Presented By O'Reilly and Cloudera
December 5-6, 2016: Training
December 6–8, 2016: Tutorials & Conference

Authorization in the cloud: Enforcing access control across compute engines

Hao Hao (Cloudera), Alex Leblang (Cloudera)
11:15am–11:55am Thursday, December 8, 2016
Security & governance
Location: 321/322 Level: Beginner
Tags: cloud
Average rating: ***..
(3.00, 2 ratings)

Prerequisite Knowledge

  • A basic understanding of the Hadoop ecosystem and the cloud
  • Knowledge of processing engines (HDFS, MapReduce, Hive, etc.) and access control

What you'll learn

  • Understand how to architect a fine-grained authorization solution for Hadoop in the cloud using Apache Sentry and RecordService


Using Hadoop in the cloud is an increasingly common use case with the cloud providing rapid access to flexible and cheap IT resources. As is the case with traditional on-premises Hadoop clusters, data authorization is crucial for a multitenant cloud. In addition, a transparent solution that decouples compute and storage is required for a simple, smooth experience. Since the underlying data is shared across the components, unified authorization policies must also be enforced across all components to produce a modern and flexible Hadoop ecosystem.

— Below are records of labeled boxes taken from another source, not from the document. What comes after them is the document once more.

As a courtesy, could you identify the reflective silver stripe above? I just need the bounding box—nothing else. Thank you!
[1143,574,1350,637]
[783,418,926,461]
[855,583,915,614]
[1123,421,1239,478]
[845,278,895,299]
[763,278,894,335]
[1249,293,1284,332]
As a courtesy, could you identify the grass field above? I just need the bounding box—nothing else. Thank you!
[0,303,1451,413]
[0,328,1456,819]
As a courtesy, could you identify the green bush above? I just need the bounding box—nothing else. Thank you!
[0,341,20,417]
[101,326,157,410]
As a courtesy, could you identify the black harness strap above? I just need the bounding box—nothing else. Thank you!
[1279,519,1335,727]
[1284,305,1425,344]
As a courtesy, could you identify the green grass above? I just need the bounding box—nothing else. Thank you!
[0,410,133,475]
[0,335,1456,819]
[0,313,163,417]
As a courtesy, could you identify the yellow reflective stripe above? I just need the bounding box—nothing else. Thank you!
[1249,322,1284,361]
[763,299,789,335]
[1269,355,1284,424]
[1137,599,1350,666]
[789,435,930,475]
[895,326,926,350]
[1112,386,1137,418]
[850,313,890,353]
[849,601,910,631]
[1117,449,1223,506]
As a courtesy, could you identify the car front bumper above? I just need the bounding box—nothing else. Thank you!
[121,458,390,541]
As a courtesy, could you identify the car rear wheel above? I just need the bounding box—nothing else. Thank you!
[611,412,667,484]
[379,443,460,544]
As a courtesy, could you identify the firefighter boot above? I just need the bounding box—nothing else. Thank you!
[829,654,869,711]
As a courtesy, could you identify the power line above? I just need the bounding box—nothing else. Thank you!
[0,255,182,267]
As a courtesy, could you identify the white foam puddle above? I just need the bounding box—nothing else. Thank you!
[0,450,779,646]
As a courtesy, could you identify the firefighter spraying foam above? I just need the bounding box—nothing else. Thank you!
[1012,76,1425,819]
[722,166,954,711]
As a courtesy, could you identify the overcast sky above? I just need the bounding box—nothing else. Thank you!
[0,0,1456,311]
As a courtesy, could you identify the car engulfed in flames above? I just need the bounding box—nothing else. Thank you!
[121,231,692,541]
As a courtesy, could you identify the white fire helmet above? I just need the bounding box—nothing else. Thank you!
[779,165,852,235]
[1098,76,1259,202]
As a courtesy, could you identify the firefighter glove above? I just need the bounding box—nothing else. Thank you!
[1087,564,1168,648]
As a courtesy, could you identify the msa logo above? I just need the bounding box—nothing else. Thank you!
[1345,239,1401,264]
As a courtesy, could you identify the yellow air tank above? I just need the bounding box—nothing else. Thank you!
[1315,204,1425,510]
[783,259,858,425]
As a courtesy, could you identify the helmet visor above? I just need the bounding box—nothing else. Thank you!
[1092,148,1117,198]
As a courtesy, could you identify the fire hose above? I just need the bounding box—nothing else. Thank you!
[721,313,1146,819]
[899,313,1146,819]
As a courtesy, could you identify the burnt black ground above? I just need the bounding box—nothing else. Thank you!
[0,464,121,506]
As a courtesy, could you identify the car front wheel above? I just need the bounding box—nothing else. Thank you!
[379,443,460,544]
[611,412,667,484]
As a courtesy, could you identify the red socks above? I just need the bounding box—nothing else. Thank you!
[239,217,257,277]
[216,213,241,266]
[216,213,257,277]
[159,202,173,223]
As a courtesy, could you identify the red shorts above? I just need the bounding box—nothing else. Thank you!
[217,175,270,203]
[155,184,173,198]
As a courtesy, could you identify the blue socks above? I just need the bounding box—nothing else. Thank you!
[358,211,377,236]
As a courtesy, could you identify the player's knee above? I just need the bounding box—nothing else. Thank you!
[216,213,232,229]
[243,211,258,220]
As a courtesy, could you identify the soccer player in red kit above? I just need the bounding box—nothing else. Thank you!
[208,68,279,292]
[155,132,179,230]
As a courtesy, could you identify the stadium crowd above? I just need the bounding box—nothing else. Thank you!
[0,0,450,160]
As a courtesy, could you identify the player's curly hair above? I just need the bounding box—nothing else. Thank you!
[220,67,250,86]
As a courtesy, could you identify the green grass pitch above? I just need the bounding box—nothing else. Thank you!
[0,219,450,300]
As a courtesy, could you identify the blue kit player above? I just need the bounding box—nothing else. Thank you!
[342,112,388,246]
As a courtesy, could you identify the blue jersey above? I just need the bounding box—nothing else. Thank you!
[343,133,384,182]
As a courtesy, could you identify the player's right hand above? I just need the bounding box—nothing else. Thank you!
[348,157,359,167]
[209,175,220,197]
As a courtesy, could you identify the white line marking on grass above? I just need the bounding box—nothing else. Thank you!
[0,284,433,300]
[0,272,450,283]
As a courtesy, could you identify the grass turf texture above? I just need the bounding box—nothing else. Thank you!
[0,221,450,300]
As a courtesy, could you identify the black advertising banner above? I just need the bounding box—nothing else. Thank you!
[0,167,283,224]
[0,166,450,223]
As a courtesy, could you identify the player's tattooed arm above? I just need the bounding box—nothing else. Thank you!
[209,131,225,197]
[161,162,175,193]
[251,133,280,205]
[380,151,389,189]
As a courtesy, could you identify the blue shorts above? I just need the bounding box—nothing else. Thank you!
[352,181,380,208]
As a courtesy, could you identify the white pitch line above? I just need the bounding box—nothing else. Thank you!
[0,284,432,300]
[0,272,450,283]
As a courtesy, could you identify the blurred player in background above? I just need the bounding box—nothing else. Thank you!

Hao Hao and Alex Leblang explore using Apache Sentry, a framework to provide fine-grained authorization as a service, together with RecordService, an abstraction layer between computing frameworks and data storage, which can leverage and enforce the Sentry centralized authorization policies, as a solution to this problem. They discuss the architecture of Apache Sentry and RecordService and how the fine-grained access control policies are uniformly enforced in different Hadoop components in the cloud with no performance loss—specifically looking at Hive, Solr, Impala, Kafka, Sqoop2, Spark, Pig, and MapReduce. Along the way, Hao and Alex also explain how Apache Sentry can leverage the benefits of both role-based access control (RBAC) and attribute-based access control (ABAC).

Photo of Hao Hao

Hao Hao


Hao Hao is a software engineer at Cloudera currently working on the Apache Sentry project, a granular, role-based authorization module for the Hadoop cluster. She is also a PMC of the Apache Sentry (TLP) project. Hao performed extensive research on smartphone security and web security while she was a PhD student at Syracuse University. Prior to joining Cloudera, Hao worked on eBay’s Search Backend team building search infrastructure for eBay’s online buying platform.

Photo of Alex Leblang

Alex Leblang


Alex Leblang is an engineer at Cloudera on the RecordService team. Previously, Alex was an Apache Impala (incubating) engineer and interned at Vertica. He holds a bachelor’s degree from Brown University with concentrations in computer science and Latin American studies.